Chanel is facing charges of
“systematic smuggling” in Turkey
The fashion giant, with over 200 stores across the world and around 1 billion euros of turnover, is accused of evading customs tax via smuggling in suitcases, according to the summary of proceedings sent by the Customs Directorate to the chief public prosecutor’s office in Istanbul’s Bakırköy district.
The document, seen by Daily Hürriyet, revealed that three Chanel employees, including the head of its Turkey operations, face between two to 10 years in prison for knowingly participating in the scheme.
The suspects are accused of systematically and consciously acting with the aim of not paying required customs taxes to the Turkish state.
The directorate claims that some of the products sold at Chanel stores in Istanbul, which are located in two of the city’s top high-street shopping venues, Nişantaşı and the İstinye Park shopping mall, are brought from abroad in suitcases by Chanel employees, who are used as couriers.

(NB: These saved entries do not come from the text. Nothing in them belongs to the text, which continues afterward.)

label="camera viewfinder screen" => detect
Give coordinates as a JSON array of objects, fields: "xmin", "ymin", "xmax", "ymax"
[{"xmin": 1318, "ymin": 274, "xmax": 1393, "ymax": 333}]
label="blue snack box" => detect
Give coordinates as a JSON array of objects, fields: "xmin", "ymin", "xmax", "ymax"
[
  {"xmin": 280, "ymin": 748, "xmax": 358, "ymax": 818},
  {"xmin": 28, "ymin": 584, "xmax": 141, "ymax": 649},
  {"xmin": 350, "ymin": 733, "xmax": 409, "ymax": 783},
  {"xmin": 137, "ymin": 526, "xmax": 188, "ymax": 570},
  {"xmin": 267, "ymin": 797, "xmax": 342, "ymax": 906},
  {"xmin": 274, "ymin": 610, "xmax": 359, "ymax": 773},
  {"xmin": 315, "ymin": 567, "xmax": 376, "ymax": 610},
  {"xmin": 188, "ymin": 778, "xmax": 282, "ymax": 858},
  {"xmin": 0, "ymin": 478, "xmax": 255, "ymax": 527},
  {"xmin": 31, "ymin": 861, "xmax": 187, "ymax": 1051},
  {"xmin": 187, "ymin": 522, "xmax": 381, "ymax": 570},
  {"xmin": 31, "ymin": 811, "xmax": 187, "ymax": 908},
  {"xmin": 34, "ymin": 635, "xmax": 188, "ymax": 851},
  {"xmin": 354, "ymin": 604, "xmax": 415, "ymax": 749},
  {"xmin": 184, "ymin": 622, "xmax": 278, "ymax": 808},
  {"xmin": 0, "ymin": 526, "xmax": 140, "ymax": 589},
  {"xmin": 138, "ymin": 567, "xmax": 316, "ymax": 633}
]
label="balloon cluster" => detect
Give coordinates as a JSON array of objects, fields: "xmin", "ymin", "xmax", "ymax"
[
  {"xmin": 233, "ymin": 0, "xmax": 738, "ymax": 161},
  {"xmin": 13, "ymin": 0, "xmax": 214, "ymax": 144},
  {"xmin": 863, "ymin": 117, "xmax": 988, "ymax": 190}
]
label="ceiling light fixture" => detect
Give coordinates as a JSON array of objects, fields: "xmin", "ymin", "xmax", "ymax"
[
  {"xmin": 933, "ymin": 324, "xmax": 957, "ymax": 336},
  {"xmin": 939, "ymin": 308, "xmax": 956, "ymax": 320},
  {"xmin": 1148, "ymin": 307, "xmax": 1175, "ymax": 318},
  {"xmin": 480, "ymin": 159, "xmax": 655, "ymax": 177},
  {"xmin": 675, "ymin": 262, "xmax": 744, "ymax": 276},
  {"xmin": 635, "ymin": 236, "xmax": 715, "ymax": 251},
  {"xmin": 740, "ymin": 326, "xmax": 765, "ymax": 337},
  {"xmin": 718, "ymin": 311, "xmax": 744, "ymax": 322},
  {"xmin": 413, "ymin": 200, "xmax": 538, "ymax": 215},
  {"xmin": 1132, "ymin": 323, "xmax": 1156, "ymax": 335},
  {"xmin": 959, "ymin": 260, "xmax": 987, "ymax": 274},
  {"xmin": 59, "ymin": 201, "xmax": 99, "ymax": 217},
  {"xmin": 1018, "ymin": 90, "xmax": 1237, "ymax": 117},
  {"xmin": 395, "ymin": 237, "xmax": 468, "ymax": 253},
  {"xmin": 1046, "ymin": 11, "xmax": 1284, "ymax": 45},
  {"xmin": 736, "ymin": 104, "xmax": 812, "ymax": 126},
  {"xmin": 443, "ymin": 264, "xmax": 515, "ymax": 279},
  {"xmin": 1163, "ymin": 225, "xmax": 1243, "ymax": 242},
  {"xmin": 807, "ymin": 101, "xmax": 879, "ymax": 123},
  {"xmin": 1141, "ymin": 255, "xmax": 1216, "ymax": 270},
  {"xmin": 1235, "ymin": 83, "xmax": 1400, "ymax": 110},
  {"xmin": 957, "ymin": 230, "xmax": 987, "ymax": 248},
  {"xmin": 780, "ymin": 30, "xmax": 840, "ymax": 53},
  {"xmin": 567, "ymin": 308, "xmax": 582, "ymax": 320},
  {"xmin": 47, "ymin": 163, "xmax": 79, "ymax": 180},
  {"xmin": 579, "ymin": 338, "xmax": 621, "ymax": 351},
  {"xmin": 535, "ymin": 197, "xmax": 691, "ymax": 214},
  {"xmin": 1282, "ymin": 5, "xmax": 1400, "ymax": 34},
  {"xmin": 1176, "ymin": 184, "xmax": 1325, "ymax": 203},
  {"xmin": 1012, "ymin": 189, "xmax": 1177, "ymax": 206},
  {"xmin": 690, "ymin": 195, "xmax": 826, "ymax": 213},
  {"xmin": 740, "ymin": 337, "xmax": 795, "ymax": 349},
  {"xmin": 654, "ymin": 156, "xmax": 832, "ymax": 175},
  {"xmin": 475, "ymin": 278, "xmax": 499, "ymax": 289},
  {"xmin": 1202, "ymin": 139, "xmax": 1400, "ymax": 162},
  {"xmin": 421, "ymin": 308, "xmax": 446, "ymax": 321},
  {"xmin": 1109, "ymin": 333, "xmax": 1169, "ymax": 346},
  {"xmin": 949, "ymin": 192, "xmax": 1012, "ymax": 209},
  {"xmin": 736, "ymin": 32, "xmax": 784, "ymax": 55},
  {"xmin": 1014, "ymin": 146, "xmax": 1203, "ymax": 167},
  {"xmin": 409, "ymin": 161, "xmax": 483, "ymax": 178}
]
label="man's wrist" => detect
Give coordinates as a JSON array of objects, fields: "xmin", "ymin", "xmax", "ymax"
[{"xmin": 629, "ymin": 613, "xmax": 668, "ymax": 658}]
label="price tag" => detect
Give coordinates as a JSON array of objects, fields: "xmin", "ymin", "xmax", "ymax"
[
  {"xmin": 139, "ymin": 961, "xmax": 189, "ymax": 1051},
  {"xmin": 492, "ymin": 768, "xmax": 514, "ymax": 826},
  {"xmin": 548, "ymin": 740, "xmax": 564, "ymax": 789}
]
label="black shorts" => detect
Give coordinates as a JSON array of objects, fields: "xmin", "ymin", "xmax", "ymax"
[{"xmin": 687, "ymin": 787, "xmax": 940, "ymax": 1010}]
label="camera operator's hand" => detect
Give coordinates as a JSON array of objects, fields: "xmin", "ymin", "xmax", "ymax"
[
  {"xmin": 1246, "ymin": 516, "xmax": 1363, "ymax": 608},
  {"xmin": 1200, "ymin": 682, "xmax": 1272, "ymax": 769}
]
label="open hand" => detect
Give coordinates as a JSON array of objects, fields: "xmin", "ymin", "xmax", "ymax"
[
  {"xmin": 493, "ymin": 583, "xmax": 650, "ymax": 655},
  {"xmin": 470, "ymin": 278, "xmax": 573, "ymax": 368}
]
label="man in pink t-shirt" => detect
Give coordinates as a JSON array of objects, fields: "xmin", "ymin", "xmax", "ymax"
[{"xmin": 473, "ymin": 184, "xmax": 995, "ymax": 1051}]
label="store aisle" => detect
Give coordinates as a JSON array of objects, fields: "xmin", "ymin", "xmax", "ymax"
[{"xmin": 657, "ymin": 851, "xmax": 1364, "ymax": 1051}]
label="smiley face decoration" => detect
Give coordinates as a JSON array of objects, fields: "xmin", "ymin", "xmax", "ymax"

Because the retailer sells ultra-expensive special design goods, the total value of the products carried in two suitcases – the allowed baggage amount – can reach up to 1 million euros, the legal document claimed.
It also cites intra-company e-mail correspondences between the employees of Istanbul stores and Chanel’s Paris headquarters as evidence of fraud. According to this correspondence, one of the suspected employees in Istanbul asks her colleague in Paris how to register the goods that were free of duty payments.
The instructions given by the employee in France are included in the file, which also includes claims that documents were forged to evade duty payments.